For Rosa Park, curator and director of Francis Gallery, ‘morning calm’ also conjures questions about the slippery nature of cultural heritage. “How much of it is open to interpretation? All of it, perhaps,” she says. “This phrase leads me to a place where Koreanness is not something absolute, but rather a collection of personal beliefs, meanings, and values that is ever-changing and shape-shifting.”
In many works, the physical act of layering evokes the thickness of the past, in which the repetitive act of the hand becomes a meditation on change over time. In Song Jaeho’s quiet paintings, delicate lines against soft washes of color suggest the past’s spectral presence. “The space constructed in this way is expressed as a flat, layered background. The first layer of paint reveals itself through the layers and appears to be floating amongst the silhouettes and lines. By inverting the lowermost and uppermost layers of the paint, I create a different sense of depth while expressing the disorderly overlap of time,” he says. Bo Kim’s minimalist grid-like paintings are created by cutting thin squares of hanji, and layering them with sand on canvas. With multiple layers, the color of the hanji lightens and fades. These delicate sediments represent for her the recollection, and gradual dissolution, of emotions, thoughts, and events as they pass through her mind on a given day.
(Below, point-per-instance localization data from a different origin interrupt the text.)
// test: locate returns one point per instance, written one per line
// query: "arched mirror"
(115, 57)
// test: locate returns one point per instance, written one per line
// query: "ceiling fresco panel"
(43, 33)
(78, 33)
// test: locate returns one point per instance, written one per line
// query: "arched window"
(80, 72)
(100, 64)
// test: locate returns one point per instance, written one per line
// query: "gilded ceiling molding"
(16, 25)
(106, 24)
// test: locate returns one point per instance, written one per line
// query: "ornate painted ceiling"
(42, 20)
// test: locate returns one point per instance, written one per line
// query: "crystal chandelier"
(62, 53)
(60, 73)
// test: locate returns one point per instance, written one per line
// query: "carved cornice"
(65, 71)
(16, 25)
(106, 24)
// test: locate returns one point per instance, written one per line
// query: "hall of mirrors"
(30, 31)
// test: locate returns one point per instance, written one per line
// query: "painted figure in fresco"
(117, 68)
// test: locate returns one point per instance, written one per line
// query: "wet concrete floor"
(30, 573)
Rahee Yoon’s translucent acrylic blocks, infused with gradations of color, also employ an iterative process, a traditional Korean lacquering technique called ottchil, in which a refined brown tree sap creates a natural gloss finish after the application of many coats. “Ottchil uses a unique expression called blooming, in which the lacquer becomes clearer and deeper as time passes. As the material I am exploring is transparent, it is interesting to see the traces of the paint transmit light. At times, it feels like I am facing the ancient brown—which has been used for 2000 years—and transcending time,” she says. The procedure, in its negotiation of qualities like hard and soft, dark and light, embodies the same kind of contradictions that define Korea itself, she notes.
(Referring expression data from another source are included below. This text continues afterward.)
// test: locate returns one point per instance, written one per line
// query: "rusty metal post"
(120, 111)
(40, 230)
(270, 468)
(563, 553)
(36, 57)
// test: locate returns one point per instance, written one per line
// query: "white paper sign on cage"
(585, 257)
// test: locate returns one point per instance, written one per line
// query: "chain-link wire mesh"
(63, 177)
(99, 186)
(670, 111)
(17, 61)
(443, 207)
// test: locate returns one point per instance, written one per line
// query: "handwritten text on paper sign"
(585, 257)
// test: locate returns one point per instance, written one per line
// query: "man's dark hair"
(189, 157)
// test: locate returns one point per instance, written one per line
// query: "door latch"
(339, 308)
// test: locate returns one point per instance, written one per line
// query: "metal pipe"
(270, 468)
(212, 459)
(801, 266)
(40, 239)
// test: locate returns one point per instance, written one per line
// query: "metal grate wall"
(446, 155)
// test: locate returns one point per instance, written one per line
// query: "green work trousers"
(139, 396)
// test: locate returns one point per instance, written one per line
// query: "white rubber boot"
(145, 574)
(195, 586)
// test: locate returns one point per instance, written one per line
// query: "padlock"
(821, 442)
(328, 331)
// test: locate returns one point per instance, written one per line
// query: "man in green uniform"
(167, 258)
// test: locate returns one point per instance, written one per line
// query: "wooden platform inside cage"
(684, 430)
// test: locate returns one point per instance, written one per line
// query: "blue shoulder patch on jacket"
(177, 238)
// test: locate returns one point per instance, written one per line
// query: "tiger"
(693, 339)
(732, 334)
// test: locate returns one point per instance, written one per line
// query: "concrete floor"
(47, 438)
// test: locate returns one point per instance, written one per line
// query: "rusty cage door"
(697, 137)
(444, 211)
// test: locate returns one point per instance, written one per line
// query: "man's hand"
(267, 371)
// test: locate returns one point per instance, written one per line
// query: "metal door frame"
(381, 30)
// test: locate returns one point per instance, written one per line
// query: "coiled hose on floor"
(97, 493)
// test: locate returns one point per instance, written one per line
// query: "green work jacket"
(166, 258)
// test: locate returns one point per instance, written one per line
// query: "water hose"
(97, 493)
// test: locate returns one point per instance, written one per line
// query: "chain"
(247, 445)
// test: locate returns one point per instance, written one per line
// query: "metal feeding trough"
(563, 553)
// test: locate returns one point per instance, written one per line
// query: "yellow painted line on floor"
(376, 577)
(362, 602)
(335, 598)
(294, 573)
Alongside themes of accumulation and dissolution, the vessel emerges in the exhibition as a symbolic form for the preservation of memory and tradition. Koo Bohnchang, inspired by the regal simplicity of the yangban aristocracy during the Joseon dynasty, depicts the Korean moon jar in his photographic series, evoking the slow process of the waxing and waning of the moon. In another piece, he documents the tools that are part of the collection of the Onyang Folk Museum. “The disappearance of the Joseon Dynasty’s eye for beauty in the 20th century—through the Japanese occupation, Korean war, dictatorship, and rapid industrialization—is what I try to find in the objects I depict,” Koo says. Nancy Kwon’s earthen water basins, constructed as a site-specific installation for the gallery, recall Buddhist cleansing rituals. Inspired by a memory of a gate in her grandparents’ rural home in Korea, they acknowledge meaning as highly local and personal, as well as evoking the nostalgia that accompanies separation from places of origin. “My grandfather explained to me how there are different ways to set the gate to mean different things,” she remembers. “I liked the idea of this object having its own language, just according to the way you place things.”
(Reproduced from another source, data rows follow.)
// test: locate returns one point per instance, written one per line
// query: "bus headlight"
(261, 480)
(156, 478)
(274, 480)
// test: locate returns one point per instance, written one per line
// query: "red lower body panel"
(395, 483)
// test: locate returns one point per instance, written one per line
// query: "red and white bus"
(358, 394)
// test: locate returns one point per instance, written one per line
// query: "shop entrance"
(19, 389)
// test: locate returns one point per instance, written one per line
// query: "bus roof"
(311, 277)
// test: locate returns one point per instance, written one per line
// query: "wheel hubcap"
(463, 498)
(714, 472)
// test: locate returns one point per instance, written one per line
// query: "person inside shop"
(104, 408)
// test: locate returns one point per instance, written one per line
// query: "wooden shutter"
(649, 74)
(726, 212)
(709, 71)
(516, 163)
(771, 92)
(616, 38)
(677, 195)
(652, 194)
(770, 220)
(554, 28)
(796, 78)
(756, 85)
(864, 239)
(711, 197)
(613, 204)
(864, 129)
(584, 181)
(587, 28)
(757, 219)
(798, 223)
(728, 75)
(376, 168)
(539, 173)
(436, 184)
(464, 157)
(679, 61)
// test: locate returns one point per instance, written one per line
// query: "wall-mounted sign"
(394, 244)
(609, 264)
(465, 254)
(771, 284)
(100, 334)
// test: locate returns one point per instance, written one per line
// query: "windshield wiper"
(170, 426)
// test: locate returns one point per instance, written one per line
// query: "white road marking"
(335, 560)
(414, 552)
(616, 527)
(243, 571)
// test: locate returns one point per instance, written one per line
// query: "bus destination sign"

The ideas of loss and dislocation are poignant in John Zabawa’s bold paintings. “The older you get, the more you're curious about who you are, and where you come from, and want to piece those things together,” he says. His painting ‘Mother as a Morning Calm’ is a portrait of his Korean mother, who was not able to return to her home country for over 20 years. An abstract figure split in bands of warm red and blue, she is surrounded by negative space that seems to suggest what is lost in migration, and the silences passed down from one generation to the next.
In each of the works, the language of form—the meaning of material, pigment, and shape—attempts to retrieve a personal and cultural history. While these histories may never fully be accessed or represented, remaining partially enshrouded in the diffuse realms of time and memory, they may also be pulled into greater physicality through art: through the acts of painting, layering, documenting and molding, the past, if not regained, is at least glimpsed and remade.